No. 13–Complaints of Reprisals for Exercising Rights Pursuant to Occupational Health and Safety Legislation
Information Circular
The following is one in a series of information circulars prepared by the administration staff of the CIRB. The circulars are designed to provide employees, trade unions and employers with general information and a clearer understanding of Board processes. This information circular is an informal tool and is not binding on the Board.
What constitutes a complaint filed pursuant to section 133(1) alleging a violation of section 147 under the Canada Labour Code (the Code)?
Section 147 of the Code prohibits a federally regulated employer from retaliating against an employee for exercising his or her rights under Part II of the Code (Occupational Health and Safety).
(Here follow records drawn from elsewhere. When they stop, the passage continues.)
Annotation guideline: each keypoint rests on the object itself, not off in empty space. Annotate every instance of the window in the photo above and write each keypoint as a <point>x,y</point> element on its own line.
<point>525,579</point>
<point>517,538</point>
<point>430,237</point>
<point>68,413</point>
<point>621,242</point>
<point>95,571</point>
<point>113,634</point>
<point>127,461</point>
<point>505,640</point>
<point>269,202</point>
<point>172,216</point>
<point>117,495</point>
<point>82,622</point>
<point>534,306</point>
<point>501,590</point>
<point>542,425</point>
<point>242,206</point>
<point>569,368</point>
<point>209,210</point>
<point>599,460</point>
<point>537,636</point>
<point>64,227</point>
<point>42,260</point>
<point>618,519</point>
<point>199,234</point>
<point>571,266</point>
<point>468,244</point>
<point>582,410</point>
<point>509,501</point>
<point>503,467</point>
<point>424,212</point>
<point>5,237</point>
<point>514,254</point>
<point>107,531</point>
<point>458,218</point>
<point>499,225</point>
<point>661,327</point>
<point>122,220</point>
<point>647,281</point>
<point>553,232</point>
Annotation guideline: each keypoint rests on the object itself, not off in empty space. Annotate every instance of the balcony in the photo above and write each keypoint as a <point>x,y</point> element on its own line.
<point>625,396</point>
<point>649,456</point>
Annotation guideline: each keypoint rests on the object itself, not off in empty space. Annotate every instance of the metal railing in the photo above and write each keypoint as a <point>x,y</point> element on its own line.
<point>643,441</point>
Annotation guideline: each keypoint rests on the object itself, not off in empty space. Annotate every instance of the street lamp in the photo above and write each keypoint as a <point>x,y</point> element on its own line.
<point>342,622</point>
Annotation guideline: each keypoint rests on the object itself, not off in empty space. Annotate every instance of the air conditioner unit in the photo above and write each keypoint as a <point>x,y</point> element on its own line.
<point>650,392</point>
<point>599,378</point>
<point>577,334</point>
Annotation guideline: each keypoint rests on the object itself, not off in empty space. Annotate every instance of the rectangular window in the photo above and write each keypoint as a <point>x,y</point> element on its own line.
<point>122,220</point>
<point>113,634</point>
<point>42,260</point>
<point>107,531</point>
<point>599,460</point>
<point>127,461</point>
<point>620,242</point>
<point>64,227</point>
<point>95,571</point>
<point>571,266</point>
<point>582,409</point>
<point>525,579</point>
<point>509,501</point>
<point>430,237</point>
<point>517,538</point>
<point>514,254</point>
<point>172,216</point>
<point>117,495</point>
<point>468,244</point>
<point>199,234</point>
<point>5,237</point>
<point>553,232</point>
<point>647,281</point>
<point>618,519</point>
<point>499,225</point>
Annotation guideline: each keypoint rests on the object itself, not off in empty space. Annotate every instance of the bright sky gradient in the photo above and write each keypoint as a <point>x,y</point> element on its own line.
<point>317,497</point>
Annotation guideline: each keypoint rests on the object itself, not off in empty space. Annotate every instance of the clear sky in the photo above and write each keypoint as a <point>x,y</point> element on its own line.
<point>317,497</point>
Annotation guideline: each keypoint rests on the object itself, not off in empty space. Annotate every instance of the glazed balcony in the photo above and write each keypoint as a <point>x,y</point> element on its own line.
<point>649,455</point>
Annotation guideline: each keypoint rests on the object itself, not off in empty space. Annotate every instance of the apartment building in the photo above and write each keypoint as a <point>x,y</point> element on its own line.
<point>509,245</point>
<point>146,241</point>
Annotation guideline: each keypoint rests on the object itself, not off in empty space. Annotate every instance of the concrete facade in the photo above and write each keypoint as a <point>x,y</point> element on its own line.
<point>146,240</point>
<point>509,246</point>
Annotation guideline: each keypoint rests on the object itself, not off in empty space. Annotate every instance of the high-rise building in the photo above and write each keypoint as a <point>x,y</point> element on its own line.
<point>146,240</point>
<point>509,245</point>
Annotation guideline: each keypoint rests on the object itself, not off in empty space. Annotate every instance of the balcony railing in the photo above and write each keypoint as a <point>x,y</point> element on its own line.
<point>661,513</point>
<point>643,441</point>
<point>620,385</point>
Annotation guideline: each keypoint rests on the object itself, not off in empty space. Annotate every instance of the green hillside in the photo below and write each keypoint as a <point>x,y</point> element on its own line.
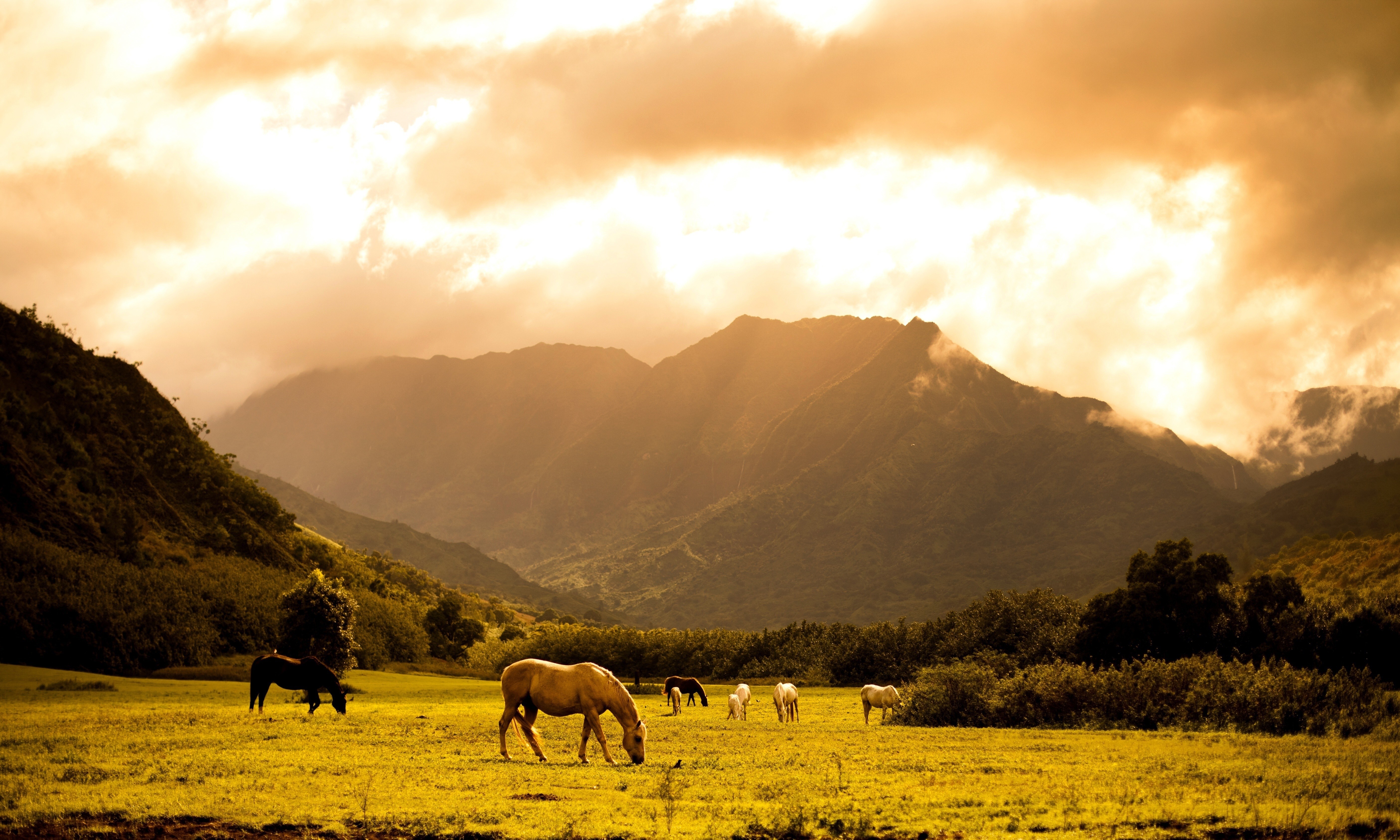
<point>448,446</point>
<point>128,544</point>
<point>1345,566</point>
<point>908,488</point>
<point>456,565</point>
<point>1354,495</point>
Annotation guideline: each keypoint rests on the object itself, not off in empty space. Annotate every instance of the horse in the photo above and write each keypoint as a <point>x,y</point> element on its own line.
<point>744,694</point>
<point>785,698</point>
<point>561,691</point>
<point>881,698</point>
<point>307,675</point>
<point>689,686</point>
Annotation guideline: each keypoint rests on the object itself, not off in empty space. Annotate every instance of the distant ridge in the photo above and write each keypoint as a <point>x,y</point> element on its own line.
<point>454,563</point>
<point>829,470</point>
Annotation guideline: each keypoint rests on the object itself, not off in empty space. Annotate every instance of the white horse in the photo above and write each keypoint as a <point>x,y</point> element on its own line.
<point>744,694</point>
<point>785,699</point>
<point>881,698</point>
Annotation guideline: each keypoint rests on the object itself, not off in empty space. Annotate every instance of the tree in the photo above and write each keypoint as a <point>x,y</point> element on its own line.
<point>450,632</point>
<point>1168,610</point>
<point>318,621</point>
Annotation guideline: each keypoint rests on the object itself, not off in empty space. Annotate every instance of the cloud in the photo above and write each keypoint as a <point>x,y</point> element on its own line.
<point>1175,206</point>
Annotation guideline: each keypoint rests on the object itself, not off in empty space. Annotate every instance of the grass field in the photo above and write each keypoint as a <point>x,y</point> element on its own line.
<point>418,755</point>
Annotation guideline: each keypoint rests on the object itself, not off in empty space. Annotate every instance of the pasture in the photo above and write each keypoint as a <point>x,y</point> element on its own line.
<point>418,755</point>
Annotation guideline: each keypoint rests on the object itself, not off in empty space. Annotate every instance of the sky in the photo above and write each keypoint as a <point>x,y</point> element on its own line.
<point>1178,206</point>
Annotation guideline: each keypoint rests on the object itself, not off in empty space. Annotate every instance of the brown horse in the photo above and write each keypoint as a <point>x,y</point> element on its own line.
<point>689,686</point>
<point>307,675</point>
<point>570,689</point>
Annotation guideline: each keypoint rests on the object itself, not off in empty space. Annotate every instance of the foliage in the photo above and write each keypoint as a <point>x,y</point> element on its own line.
<point>1168,608</point>
<point>451,632</point>
<point>318,621</point>
<point>1343,566</point>
<point>1196,692</point>
<point>94,460</point>
<point>188,748</point>
<point>76,685</point>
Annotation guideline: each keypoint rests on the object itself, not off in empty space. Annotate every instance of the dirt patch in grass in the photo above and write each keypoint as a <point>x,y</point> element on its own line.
<point>212,672</point>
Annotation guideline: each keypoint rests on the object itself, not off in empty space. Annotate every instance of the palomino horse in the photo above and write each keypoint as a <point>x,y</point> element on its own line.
<point>785,698</point>
<point>570,689</point>
<point>745,695</point>
<point>881,698</point>
<point>689,686</point>
<point>307,675</point>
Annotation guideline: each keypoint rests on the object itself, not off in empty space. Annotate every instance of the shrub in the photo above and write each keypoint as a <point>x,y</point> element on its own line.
<point>72,685</point>
<point>318,621</point>
<point>1196,692</point>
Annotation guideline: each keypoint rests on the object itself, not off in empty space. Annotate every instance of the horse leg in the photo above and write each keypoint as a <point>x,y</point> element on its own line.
<point>583,743</point>
<point>507,719</point>
<point>593,720</point>
<point>528,724</point>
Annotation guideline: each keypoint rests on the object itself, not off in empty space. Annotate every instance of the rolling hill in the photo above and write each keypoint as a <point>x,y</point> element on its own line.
<point>447,446</point>
<point>1354,495</point>
<point>456,565</point>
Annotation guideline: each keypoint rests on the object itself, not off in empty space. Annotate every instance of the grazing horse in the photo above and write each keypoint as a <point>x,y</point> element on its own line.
<point>689,686</point>
<point>561,691</point>
<point>785,698</point>
<point>881,698</point>
<point>307,675</point>
<point>745,695</point>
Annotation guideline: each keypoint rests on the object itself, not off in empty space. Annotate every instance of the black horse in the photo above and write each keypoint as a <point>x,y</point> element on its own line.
<point>689,686</point>
<point>307,675</point>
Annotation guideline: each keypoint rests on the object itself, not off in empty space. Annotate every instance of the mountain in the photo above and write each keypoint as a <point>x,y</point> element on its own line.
<point>93,458</point>
<point>911,485</point>
<point>457,565</point>
<point>450,446</point>
<point>128,545</point>
<point>1354,495</point>
<point>1346,565</point>
<point>1323,425</point>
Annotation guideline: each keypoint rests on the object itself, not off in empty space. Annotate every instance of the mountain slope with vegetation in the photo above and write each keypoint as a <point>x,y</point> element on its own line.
<point>1346,566</point>
<point>901,475</point>
<point>908,488</point>
<point>1354,495</point>
<point>456,565</point>
<point>448,446</point>
<point>1325,425</point>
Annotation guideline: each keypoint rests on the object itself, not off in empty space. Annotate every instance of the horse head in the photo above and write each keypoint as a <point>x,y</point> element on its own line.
<point>635,741</point>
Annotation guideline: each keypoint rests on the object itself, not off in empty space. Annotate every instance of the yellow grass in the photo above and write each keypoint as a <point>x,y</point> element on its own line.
<point>421,754</point>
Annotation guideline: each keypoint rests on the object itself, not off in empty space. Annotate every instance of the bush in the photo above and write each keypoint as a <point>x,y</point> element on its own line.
<point>72,685</point>
<point>1196,692</point>
<point>318,621</point>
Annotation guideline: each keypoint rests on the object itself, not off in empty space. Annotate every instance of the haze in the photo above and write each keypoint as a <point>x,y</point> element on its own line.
<point>1178,206</point>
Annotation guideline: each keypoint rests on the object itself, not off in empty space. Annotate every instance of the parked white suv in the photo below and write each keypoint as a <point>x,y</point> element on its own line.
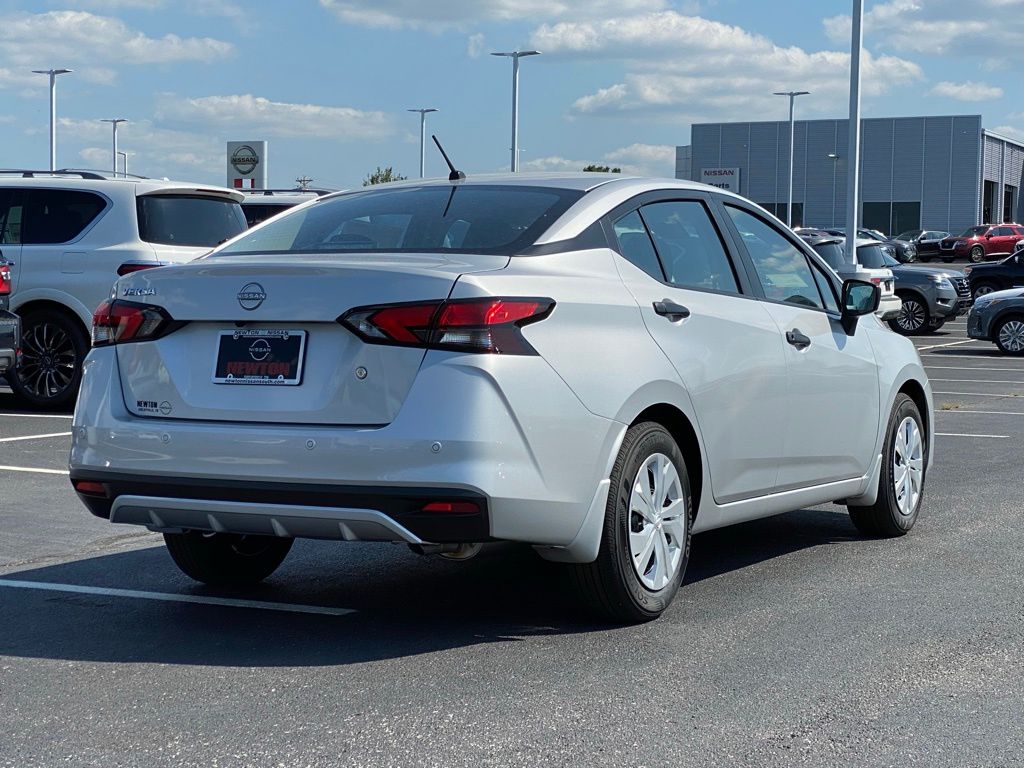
<point>69,235</point>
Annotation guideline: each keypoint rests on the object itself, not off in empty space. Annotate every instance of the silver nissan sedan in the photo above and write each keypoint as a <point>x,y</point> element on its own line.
<point>596,366</point>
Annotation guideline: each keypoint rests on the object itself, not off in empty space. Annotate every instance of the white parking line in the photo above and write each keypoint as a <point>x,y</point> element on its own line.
<point>34,436</point>
<point>40,416</point>
<point>40,470</point>
<point>172,598</point>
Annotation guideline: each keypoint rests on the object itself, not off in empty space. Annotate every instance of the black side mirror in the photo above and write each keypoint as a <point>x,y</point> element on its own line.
<point>859,297</point>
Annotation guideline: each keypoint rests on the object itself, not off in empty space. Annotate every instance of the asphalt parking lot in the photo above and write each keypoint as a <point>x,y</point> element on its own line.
<point>795,641</point>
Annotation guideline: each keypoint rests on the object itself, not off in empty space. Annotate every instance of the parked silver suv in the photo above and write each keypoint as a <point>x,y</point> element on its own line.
<point>592,365</point>
<point>69,235</point>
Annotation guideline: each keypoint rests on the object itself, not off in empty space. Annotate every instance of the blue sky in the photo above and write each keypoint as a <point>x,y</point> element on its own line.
<point>328,82</point>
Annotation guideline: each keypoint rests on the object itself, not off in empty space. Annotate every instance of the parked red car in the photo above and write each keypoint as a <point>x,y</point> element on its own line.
<point>983,243</point>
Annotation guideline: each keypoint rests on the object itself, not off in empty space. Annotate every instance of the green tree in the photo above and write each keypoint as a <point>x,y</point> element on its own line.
<point>383,175</point>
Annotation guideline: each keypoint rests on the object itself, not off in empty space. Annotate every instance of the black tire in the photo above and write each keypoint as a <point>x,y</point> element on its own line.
<point>913,315</point>
<point>226,559</point>
<point>53,347</point>
<point>611,585</point>
<point>983,288</point>
<point>884,518</point>
<point>1009,343</point>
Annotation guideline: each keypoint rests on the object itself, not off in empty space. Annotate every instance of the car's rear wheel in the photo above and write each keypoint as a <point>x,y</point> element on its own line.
<point>901,484</point>
<point>983,289</point>
<point>1009,335</point>
<point>53,347</point>
<point>912,315</point>
<point>645,543</point>
<point>226,559</point>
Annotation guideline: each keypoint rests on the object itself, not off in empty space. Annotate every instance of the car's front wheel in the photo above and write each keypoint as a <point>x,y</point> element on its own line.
<point>901,483</point>
<point>53,347</point>
<point>1009,336</point>
<point>912,315</point>
<point>645,543</point>
<point>226,559</point>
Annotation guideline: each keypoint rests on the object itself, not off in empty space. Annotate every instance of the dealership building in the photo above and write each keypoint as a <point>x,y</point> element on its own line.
<point>915,173</point>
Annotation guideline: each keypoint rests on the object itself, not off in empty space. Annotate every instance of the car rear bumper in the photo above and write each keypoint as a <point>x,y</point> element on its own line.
<point>531,464</point>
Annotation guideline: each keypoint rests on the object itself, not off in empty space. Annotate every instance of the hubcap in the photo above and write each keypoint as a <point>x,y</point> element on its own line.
<point>48,359</point>
<point>657,522</point>
<point>908,466</point>
<point>911,315</point>
<point>1012,336</point>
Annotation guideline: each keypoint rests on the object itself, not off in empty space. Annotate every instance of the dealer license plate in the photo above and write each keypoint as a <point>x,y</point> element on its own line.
<point>259,355</point>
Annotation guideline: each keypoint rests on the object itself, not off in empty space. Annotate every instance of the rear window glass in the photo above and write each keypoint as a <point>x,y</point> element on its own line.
<point>183,220</point>
<point>870,257</point>
<point>473,218</point>
<point>54,215</point>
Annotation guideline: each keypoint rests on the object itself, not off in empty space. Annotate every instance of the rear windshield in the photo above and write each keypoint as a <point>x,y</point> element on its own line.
<point>870,257</point>
<point>973,231</point>
<point>183,220</point>
<point>474,218</point>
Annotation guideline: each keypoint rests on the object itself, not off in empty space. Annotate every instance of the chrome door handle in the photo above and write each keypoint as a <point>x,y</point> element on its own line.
<point>798,339</point>
<point>672,310</point>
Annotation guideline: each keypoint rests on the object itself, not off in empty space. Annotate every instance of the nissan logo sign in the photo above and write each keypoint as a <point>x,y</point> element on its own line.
<point>245,159</point>
<point>251,296</point>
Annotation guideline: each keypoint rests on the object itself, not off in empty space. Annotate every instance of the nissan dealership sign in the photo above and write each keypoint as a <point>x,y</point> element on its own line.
<point>723,178</point>
<point>247,165</point>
Specifically, under section 147, an employer is prohibited from dismissing, suspending, laying off or demoting an employee, from imposing a financial or other penalty on an employee or refusing to pay an employee remuneration in respect of a period that the employee would, but for the exercise of the employee’s rights under Part II, have worked, and from taking any disciplinary action or threatening to take such action against an employee because the employee:
- has testified or is about to testify in a proceeding taken or an inquiry held under Part II;
- has provided information to a person engaged in the performance of duties under Part II regarding the conditions of work affecting the health and safety of the employee or of any other employee of the employer; or
- has acted in accordance with Part II or has sought the enforcement of any of the provisions of Part II.
Section 133(1) of the Code permits an employee who alleges that an employer has taken action against them, in contravention of section 147, to make a complaint to the Board.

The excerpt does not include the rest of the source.